見えない力が働くのか…これ以上は考えてはいけないようだ。


気分を変えようと、テレビをつけるとワイドショーっぽい番組が流れていた。


『SSSランク探索者かずやんが日比谷公園でまぐろ祭りを開催、3,000人を無料招待したみたいですね』

『えーっ!?3000人?多いのか少ないのかよくわからん人数やなー』

『クレイジーマグロと大間のマグロ料理を振舞ったみたいですよ?あの武蔵境氏も大間のマグロを100匹提供したとか』

『はーっ、えってことはかずやんはそんなに懐痛めてないってことかいなー?大間のマグロ100匹ってかずやんと比べて武蔵境さんはやっぱりすごいなー』

『いやいや…かずやんは世界最大1tレベルのクレイジーマグロを捕獲、提供してますからね?』

『そんなもん、SSSランクやったらいくらでも狩れるんちゃいますん?なーんか、よーわからんけど…かずやん?彼ってつい最近までEランクやったみたいですやん。急にSSSランクになったけど、本当に実力あるんですか?』

『長老に次いで初の深層踏破を成し遂げた探索者ですよ?流石にその一言は言っちゃ駄目ですよ』

『えー…でも胡散臭いわー。御輿に担がれてるだけとちゃいますん?』

『だーかーら、なんでかずやんのことそんな悪者っぽくいうんですか?』

『あなたもかずやんの肩持ちすぎちゃいます?なんか裏金でも貰ってるんとちゃいますん?』

『長老の弟子が先にSSSランクにならなかったから、って色々バイアス掛かっちゃってるんですかねー…』

『あぁ?お前ふざけるなよ!ちょっと表に出ろや!』


しばらくお待ちくださいの画面に変わり…一体俺は何を見せられていたんだろうと我に返ったので、テレビを切ろうと――


『えと…ただいま緊急のニュースが入りました!アメリカのSSSランク探索者アノトキノ・シュワットビネガー氏が日本に初来日しました!』

『長老以来に誕生したっていう日本のSSSランク探索者に会いに来た。ダンジョン後進国のSSSランク探索者の実力がどの程度のものか…楽しみだよ。ハッハッハ(英語)』

ムチムチの筋肉とニカッと作ったような笑顔をカメラに向ける。

漂白剤で白く染めたレベルの真っ白い歯が印象的だった。


しかし…SSSランクの探索者かー…。

ダンジョン先進国の探索者もSSSランクの武蔵境さんに興味深々なんだねー…。


緑茶を入れて、ズズーっと飲む。

このちょっとした渋さ癒されるなー。


『んー…この放送を見ているかもしれないな…シンデレラボーイ!おークッキングモンスターかずやん!SSSランクはそんな簡単になれるものじゃない、君の実力をみたいものだね(英語)』


…ブーッ!!!口に含んだ緑茶を吹きだした。


テレビに吹きかけてしまったので、ぞうきんを持ってきてテレビを吹いていると、スマホが震える。

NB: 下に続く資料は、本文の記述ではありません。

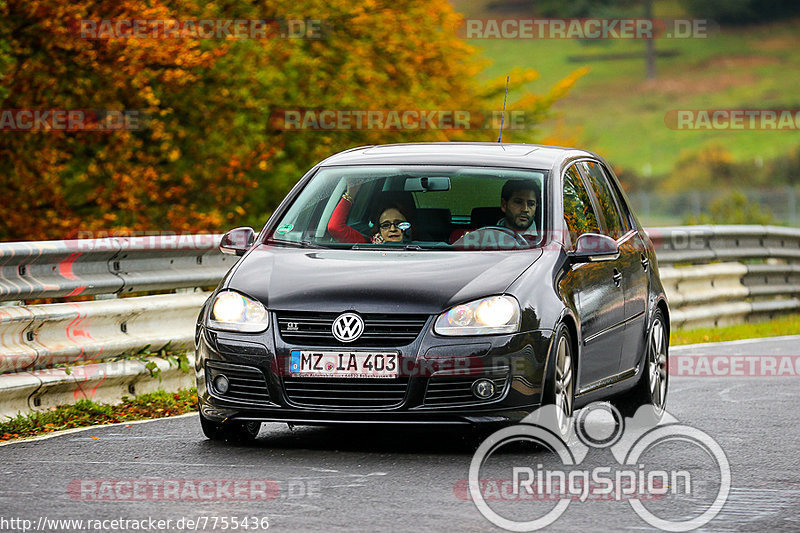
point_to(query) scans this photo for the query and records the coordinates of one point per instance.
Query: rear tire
(234, 432)
(651, 389)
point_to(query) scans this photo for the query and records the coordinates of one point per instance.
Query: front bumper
(434, 386)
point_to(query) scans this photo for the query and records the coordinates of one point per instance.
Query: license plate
(312, 363)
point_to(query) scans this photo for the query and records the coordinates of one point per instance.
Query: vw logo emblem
(347, 327)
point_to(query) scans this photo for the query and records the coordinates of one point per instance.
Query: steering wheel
(479, 239)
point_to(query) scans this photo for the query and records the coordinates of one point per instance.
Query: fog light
(483, 388)
(221, 383)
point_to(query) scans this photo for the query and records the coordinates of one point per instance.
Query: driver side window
(579, 213)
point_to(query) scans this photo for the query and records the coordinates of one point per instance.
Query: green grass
(783, 326)
(614, 111)
(89, 413)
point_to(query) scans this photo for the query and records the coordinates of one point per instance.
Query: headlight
(488, 316)
(233, 312)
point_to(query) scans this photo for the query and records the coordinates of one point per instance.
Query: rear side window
(579, 213)
(615, 226)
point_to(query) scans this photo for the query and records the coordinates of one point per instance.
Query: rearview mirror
(237, 241)
(438, 183)
(593, 247)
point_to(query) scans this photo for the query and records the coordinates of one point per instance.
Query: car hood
(372, 281)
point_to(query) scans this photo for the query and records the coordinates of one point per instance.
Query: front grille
(455, 390)
(247, 383)
(314, 329)
(355, 393)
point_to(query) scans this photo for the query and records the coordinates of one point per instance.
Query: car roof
(459, 153)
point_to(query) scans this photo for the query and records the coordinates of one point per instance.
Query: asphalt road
(391, 479)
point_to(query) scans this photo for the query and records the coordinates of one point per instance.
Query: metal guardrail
(115, 265)
(718, 275)
(712, 275)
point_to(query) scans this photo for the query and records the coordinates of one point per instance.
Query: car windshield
(416, 207)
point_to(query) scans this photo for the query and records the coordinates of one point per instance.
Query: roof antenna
(503, 115)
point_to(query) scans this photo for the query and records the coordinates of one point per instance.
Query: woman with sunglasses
(392, 221)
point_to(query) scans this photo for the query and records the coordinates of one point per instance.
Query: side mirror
(237, 241)
(593, 247)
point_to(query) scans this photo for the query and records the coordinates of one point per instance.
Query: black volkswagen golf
(440, 283)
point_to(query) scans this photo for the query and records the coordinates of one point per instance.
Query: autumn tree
(206, 155)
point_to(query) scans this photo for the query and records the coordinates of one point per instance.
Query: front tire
(651, 389)
(560, 388)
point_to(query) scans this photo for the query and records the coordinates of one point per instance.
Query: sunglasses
(399, 224)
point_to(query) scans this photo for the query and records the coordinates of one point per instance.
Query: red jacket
(337, 224)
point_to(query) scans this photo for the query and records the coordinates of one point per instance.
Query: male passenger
(518, 201)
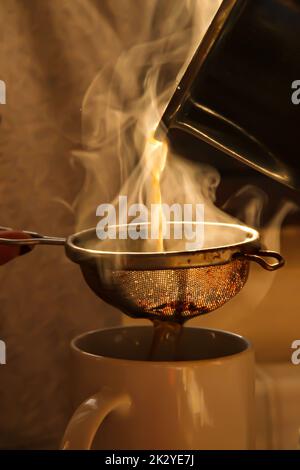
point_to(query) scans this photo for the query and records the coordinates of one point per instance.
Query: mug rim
(75, 348)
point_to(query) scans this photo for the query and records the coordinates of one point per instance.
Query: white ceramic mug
(124, 401)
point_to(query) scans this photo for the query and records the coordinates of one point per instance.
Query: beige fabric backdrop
(50, 52)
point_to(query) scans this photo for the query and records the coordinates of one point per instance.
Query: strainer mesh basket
(179, 294)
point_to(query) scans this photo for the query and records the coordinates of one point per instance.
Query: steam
(125, 102)
(122, 108)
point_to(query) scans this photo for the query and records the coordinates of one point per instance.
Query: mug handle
(89, 416)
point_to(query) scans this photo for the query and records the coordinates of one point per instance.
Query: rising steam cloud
(124, 104)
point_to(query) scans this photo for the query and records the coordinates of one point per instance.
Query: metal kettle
(239, 93)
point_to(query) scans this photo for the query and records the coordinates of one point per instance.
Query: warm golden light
(156, 156)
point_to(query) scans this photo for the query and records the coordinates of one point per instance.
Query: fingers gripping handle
(89, 416)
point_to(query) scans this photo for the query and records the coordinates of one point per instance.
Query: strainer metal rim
(163, 260)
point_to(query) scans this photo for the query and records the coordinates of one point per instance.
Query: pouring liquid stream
(166, 334)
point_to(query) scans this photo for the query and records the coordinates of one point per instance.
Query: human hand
(9, 252)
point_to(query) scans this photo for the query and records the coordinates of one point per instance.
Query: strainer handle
(36, 239)
(259, 257)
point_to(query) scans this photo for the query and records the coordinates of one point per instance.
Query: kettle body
(241, 91)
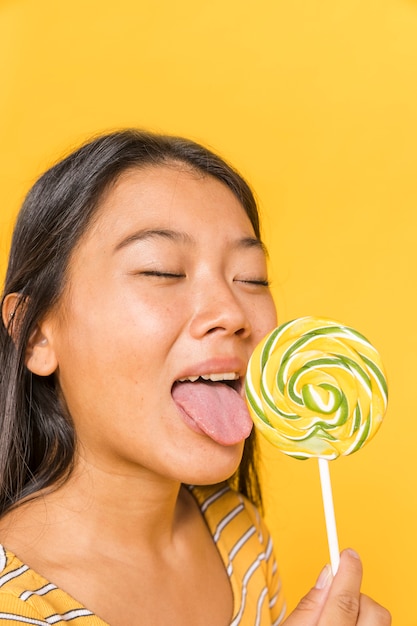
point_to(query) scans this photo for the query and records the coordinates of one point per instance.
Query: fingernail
(352, 553)
(324, 578)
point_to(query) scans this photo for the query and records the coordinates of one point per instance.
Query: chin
(215, 467)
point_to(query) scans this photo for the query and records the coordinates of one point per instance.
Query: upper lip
(216, 366)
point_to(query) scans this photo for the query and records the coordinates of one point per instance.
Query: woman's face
(167, 286)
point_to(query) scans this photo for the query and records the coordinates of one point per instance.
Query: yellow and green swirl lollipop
(316, 388)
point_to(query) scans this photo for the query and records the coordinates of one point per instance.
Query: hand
(339, 600)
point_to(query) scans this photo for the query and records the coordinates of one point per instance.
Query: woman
(136, 291)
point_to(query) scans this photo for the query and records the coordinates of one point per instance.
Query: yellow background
(315, 101)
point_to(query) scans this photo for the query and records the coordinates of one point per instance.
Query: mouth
(213, 404)
(231, 379)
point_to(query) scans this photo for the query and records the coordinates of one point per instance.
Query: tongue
(217, 409)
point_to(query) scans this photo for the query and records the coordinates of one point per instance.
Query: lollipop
(317, 388)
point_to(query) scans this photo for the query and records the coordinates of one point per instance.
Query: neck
(101, 508)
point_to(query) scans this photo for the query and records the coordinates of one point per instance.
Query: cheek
(264, 318)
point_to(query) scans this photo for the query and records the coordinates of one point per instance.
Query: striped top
(243, 543)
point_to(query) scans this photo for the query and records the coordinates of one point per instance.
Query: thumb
(308, 610)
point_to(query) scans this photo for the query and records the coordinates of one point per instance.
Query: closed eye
(162, 274)
(261, 283)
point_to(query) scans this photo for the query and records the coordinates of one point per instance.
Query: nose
(217, 309)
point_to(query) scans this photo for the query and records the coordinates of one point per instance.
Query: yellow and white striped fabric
(243, 543)
(245, 546)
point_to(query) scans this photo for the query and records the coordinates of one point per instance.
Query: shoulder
(226, 509)
(25, 596)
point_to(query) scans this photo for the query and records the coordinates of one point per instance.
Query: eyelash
(261, 283)
(162, 274)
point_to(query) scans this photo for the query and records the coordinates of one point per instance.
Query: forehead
(174, 194)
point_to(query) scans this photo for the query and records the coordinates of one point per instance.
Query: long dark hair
(37, 437)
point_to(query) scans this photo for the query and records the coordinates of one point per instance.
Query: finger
(308, 610)
(343, 600)
(372, 614)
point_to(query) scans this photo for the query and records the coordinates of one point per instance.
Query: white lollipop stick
(326, 490)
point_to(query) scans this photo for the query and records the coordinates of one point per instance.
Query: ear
(40, 357)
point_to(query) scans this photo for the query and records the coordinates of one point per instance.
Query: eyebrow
(181, 237)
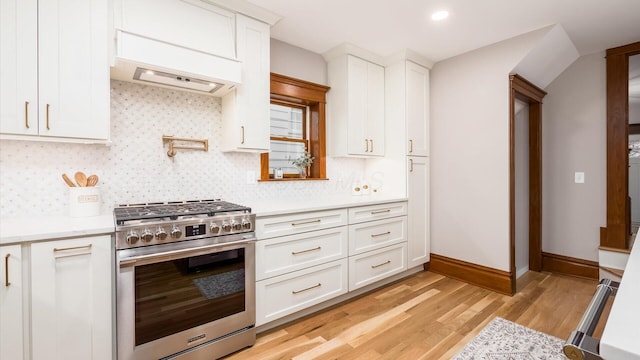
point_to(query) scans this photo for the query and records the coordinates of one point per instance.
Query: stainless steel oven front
(186, 300)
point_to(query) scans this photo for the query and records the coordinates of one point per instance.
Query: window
(297, 125)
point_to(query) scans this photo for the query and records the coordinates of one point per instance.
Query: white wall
(574, 140)
(296, 62)
(470, 152)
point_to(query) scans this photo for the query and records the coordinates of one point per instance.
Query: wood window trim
(312, 95)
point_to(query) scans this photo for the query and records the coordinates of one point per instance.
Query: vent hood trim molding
(135, 51)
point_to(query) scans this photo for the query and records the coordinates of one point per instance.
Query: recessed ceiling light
(439, 15)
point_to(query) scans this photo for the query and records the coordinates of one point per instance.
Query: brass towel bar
(173, 147)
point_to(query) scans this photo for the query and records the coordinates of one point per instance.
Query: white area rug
(505, 340)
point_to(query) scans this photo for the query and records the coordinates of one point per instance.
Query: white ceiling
(385, 27)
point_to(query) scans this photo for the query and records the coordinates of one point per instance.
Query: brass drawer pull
(6, 270)
(306, 222)
(380, 211)
(383, 234)
(307, 289)
(305, 251)
(26, 114)
(62, 250)
(384, 263)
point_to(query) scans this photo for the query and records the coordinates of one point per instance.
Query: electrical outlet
(251, 177)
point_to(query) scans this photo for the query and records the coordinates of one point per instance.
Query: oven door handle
(178, 254)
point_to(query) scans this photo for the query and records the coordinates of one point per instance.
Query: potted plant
(302, 163)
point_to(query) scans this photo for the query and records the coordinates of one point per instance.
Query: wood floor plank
(425, 316)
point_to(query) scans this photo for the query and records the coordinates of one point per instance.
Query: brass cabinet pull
(26, 114)
(306, 222)
(62, 250)
(383, 234)
(6, 270)
(305, 251)
(48, 128)
(384, 263)
(380, 211)
(307, 289)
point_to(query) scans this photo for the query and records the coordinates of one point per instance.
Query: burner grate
(176, 209)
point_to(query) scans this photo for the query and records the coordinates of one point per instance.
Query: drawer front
(367, 268)
(377, 234)
(286, 294)
(274, 226)
(376, 212)
(285, 254)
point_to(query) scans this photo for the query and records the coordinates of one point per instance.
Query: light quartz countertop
(621, 336)
(264, 208)
(37, 228)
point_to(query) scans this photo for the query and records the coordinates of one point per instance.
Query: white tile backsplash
(135, 167)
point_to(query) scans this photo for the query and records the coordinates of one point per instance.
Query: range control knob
(146, 235)
(132, 237)
(236, 225)
(176, 232)
(161, 234)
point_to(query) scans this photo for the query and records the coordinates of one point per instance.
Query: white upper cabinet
(193, 24)
(417, 106)
(355, 107)
(55, 69)
(407, 100)
(245, 110)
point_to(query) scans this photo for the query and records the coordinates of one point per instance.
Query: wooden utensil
(92, 180)
(81, 178)
(68, 180)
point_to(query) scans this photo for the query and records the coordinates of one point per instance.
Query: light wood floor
(426, 316)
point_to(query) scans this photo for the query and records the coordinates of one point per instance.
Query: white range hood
(154, 62)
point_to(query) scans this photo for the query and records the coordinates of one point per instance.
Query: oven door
(182, 298)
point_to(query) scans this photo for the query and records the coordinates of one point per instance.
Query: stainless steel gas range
(185, 279)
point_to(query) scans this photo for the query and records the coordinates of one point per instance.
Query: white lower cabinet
(71, 286)
(11, 286)
(306, 258)
(286, 294)
(375, 265)
(285, 254)
(419, 244)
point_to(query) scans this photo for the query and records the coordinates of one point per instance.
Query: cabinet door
(375, 110)
(418, 216)
(11, 326)
(365, 94)
(71, 299)
(246, 110)
(19, 67)
(73, 69)
(417, 105)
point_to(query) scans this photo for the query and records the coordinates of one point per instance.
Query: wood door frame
(616, 234)
(522, 89)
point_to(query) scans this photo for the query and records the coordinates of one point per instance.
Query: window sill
(291, 179)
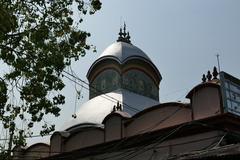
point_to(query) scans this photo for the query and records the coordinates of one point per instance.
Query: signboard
(230, 87)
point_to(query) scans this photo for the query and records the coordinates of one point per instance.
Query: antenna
(217, 55)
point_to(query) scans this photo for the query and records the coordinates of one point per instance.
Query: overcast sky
(182, 37)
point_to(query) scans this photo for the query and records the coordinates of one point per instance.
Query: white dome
(95, 110)
(122, 51)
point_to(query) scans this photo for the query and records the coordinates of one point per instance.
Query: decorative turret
(123, 36)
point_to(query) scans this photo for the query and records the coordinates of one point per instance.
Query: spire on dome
(124, 36)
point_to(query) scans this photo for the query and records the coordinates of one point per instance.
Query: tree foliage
(38, 40)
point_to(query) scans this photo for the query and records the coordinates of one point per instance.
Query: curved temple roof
(95, 110)
(123, 51)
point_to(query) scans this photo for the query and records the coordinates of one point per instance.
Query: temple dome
(95, 110)
(123, 74)
(123, 51)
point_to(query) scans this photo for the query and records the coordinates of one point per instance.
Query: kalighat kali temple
(123, 118)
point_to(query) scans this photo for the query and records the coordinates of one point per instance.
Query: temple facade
(124, 118)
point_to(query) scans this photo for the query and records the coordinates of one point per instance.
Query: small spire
(123, 35)
(215, 72)
(204, 78)
(209, 76)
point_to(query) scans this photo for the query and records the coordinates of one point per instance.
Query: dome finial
(123, 35)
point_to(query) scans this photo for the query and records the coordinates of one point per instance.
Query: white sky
(181, 37)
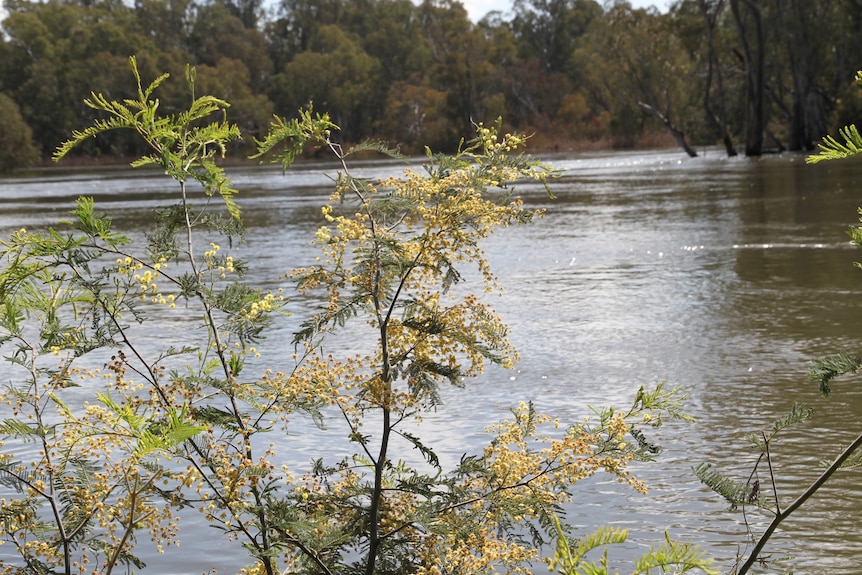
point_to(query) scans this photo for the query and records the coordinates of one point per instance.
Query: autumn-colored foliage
(108, 431)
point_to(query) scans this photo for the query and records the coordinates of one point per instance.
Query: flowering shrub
(183, 427)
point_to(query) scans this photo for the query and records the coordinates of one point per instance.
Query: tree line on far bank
(755, 75)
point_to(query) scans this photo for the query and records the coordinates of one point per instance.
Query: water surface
(723, 276)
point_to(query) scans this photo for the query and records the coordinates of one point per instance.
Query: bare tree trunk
(714, 68)
(675, 132)
(754, 62)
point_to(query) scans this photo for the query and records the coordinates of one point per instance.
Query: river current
(723, 276)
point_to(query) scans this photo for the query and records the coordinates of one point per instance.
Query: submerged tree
(186, 424)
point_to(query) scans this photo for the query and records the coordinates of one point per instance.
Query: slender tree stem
(779, 517)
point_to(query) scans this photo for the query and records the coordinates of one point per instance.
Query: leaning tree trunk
(675, 132)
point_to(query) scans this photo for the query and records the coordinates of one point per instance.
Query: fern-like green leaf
(824, 370)
(674, 557)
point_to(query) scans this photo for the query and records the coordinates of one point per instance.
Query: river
(723, 276)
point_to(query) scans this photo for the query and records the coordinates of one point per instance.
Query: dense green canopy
(755, 74)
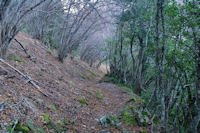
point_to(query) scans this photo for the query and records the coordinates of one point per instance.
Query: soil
(65, 85)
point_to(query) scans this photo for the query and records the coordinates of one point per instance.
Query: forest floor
(72, 92)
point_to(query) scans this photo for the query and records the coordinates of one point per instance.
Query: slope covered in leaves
(72, 99)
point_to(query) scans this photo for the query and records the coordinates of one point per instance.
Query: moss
(126, 88)
(84, 76)
(52, 106)
(15, 58)
(98, 94)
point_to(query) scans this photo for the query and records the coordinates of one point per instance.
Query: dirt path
(66, 85)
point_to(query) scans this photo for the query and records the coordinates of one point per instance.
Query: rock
(104, 131)
(3, 71)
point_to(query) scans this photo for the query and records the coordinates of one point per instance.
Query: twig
(16, 122)
(29, 79)
(26, 52)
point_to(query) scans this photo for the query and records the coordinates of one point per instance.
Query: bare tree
(12, 15)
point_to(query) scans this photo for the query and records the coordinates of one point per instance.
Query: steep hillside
(66, 96)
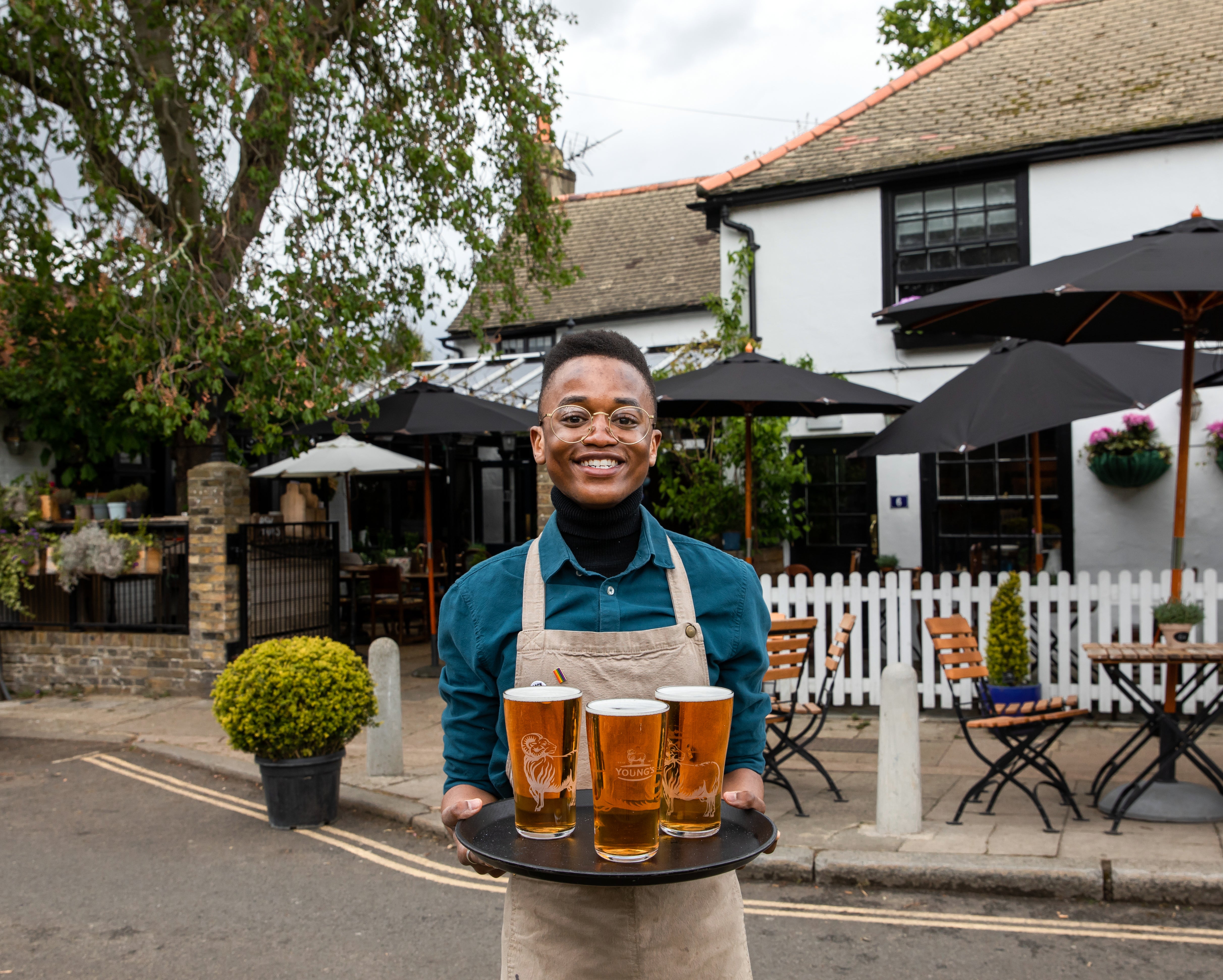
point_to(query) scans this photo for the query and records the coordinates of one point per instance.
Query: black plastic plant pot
(301, 792)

『パイセン!!テレビ見たっすか?ネットニュースもヤバいっすよ!世界のシュワちゃんがパイセンに宣戦布告してきたっすねー!パイセンもYで宣戦布告するっすよー!』

聞きなれたキンキン声が頭に響く。

「はじめ…すまんが俺は今日熱が出て体調不良だ。それにシュワちゃんも日本に向けてそれとなくリップサービスで言っただけだろ…」

武蔵境さんの名前を出したら後に引けなくなるから、手頃な存在の俺の名前を出したんだろうなー…。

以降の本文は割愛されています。